Cisco has rolled out a number of lifecycle (or CX in its vernacular) services that address many of these complexities. Every dollar Cisco customers invest in Cisco services, delivered by Cisco or its partners, typically results in a savings of several dollars as projects get up and running faster and with less risk. Cisco services used to be only maintenance and break fixes but now are predominantly high-value professional services.
The network has not been and will never be a commodity
The product margins have continued to see upside because Cisco has bucked the commoditization trend. Industry watchers have been pounding the table saying “The network is now a commodity” and predicting margins would slide. I fundamentally believe nothing in this world is really a commodity. The question is, can the vendor add enough value to make customers pay more? Cisco products are loaded with advanced features that enable the end-to-end Cisco network to do more than one built off point products. The network has never been more important, so why would any company buy networking products that are merely “good enough”?
Subscription revenue on the rise
Another interesting shift in the business is the move to subscription revenue. Last year at this time, 65% of software revenue was subscription-based, with perpetual buying accounting for the other 35%. Q3 FY20 saw the subscription number jump to 74% and perpetual account for only 26%. This is important to Cisco and its customers. For Cisco, if a customer signs a three-year software agreement, it takes a revenue hit, because it doesn’t get all the money up front–but it does help with product refresh and keeping customers current.
Consider when one buys a mobile phone: Paying a nominal amount for the hardware and then a monthly fee makes it easier to upgrade when the new phone comes out. Same principal; network spending used to be very lumpy. Spend a bunch of money year 0, then a small amount years 1, 2 and 3. Then go back to the well and spend a bunch of money.
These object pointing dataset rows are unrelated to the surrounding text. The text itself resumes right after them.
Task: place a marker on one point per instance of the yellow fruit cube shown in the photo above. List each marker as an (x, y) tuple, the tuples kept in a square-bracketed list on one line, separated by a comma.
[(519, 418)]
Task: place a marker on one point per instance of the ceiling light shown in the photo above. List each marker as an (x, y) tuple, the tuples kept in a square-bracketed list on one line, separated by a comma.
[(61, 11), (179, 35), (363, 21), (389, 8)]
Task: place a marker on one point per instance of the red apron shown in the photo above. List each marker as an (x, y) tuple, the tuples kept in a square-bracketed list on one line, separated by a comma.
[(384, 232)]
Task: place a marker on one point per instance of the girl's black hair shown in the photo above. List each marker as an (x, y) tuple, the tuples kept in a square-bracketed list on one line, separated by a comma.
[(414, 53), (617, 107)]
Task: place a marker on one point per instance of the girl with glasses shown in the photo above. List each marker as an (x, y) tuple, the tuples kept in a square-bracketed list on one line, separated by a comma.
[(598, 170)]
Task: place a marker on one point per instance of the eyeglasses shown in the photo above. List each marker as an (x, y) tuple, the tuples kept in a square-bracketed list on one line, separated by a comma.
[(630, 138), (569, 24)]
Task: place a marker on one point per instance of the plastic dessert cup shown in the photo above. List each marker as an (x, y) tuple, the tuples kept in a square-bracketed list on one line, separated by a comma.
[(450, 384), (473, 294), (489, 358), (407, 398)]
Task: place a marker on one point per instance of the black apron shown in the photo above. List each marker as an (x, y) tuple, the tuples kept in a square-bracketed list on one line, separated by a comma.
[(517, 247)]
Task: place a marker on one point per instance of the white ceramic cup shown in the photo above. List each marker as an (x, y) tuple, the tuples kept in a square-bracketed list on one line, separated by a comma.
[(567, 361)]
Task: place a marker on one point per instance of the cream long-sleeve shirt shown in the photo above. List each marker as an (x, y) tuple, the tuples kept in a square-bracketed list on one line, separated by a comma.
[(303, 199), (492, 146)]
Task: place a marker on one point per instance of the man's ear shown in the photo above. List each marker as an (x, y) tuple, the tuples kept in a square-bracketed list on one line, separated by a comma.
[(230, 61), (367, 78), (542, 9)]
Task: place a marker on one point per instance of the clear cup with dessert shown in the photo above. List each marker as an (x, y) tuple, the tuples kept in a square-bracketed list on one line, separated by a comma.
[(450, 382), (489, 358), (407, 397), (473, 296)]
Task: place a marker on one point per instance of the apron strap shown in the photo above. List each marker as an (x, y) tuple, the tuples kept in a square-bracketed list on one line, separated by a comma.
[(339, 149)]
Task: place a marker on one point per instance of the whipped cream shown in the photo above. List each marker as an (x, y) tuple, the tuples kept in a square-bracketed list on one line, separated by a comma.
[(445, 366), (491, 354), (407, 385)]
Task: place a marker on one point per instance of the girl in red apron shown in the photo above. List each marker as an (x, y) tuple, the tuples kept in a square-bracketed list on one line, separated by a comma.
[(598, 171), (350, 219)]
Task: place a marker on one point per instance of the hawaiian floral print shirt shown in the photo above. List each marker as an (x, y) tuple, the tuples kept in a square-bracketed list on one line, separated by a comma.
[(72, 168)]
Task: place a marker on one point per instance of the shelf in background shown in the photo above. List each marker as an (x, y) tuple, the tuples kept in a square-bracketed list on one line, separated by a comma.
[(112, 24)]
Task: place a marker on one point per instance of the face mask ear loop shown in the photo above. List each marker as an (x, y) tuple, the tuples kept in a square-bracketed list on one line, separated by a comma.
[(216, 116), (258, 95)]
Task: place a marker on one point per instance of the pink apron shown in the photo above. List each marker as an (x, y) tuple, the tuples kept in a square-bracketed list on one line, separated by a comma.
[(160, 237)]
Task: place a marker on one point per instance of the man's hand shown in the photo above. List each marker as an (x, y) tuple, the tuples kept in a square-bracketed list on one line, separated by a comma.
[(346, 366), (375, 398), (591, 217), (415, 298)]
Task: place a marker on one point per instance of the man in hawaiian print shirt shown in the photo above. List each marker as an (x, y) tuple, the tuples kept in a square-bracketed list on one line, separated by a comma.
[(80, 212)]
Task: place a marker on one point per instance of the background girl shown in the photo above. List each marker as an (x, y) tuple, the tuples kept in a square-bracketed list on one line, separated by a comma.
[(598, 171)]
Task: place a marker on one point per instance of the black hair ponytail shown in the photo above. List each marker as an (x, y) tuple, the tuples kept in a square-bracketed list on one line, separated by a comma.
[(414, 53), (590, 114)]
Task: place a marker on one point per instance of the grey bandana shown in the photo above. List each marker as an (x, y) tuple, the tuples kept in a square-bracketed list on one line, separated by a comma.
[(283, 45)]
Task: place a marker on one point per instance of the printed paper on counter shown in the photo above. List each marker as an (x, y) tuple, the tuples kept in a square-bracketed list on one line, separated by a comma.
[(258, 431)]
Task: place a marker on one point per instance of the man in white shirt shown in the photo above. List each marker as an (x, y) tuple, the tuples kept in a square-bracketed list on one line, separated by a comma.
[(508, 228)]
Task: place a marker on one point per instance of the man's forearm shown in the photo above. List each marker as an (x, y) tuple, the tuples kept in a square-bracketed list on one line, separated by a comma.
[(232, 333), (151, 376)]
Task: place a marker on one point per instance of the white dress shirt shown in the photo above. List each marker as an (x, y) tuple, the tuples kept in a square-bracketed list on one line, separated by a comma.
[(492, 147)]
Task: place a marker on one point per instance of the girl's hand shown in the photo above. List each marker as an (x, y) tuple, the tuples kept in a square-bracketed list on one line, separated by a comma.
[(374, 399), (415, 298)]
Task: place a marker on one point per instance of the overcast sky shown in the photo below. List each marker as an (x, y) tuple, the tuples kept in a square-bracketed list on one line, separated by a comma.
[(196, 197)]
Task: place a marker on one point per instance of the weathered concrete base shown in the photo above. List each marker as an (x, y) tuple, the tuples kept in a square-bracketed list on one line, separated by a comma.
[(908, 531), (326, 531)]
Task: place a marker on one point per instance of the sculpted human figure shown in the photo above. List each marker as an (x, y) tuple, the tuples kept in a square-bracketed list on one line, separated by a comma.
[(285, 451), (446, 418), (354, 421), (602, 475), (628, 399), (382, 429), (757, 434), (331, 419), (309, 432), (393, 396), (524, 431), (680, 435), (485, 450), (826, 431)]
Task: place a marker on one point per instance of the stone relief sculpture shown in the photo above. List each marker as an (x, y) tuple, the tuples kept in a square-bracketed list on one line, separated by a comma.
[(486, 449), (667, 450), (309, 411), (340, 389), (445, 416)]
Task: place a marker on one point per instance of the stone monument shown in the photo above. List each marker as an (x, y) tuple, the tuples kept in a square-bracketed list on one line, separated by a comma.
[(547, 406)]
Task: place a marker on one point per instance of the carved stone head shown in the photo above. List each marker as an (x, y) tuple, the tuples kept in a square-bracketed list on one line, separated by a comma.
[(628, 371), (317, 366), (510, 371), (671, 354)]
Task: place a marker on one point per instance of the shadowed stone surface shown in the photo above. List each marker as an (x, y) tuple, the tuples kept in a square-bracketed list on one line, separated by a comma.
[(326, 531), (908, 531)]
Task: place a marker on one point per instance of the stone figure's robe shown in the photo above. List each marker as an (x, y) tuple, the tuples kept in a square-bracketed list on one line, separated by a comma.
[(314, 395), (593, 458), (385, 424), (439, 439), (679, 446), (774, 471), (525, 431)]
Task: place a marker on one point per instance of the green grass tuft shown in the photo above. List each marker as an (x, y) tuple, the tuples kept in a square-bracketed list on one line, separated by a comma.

Now the spend has been flattened. Also, the software subscriptions ensure customers always have access to the latest and greatest features. Instead of pondering: “Do I spend the money for the new features or wait?” customers have access to all the new capabilities as they come out. This is particularly important today because many of the new capabilities help protect the organization.
COVID-19 marches forward, as does the uncertainty that goes along with it. Cisco’s strength in the quarter shows the world isn’t collapsing, and that’s good news for everyone. We need to work differently, and it’s technology that allows us to do that. As long as Cisco and its peers keep the innovation engine going, most of the world can continue to function.
Zeus Kerravala is an eWEEK regular contributor and the founder and principal analyst with ZK Research. He spent 10 years at Yankee Group and prior to that held a number of corporate IT positions.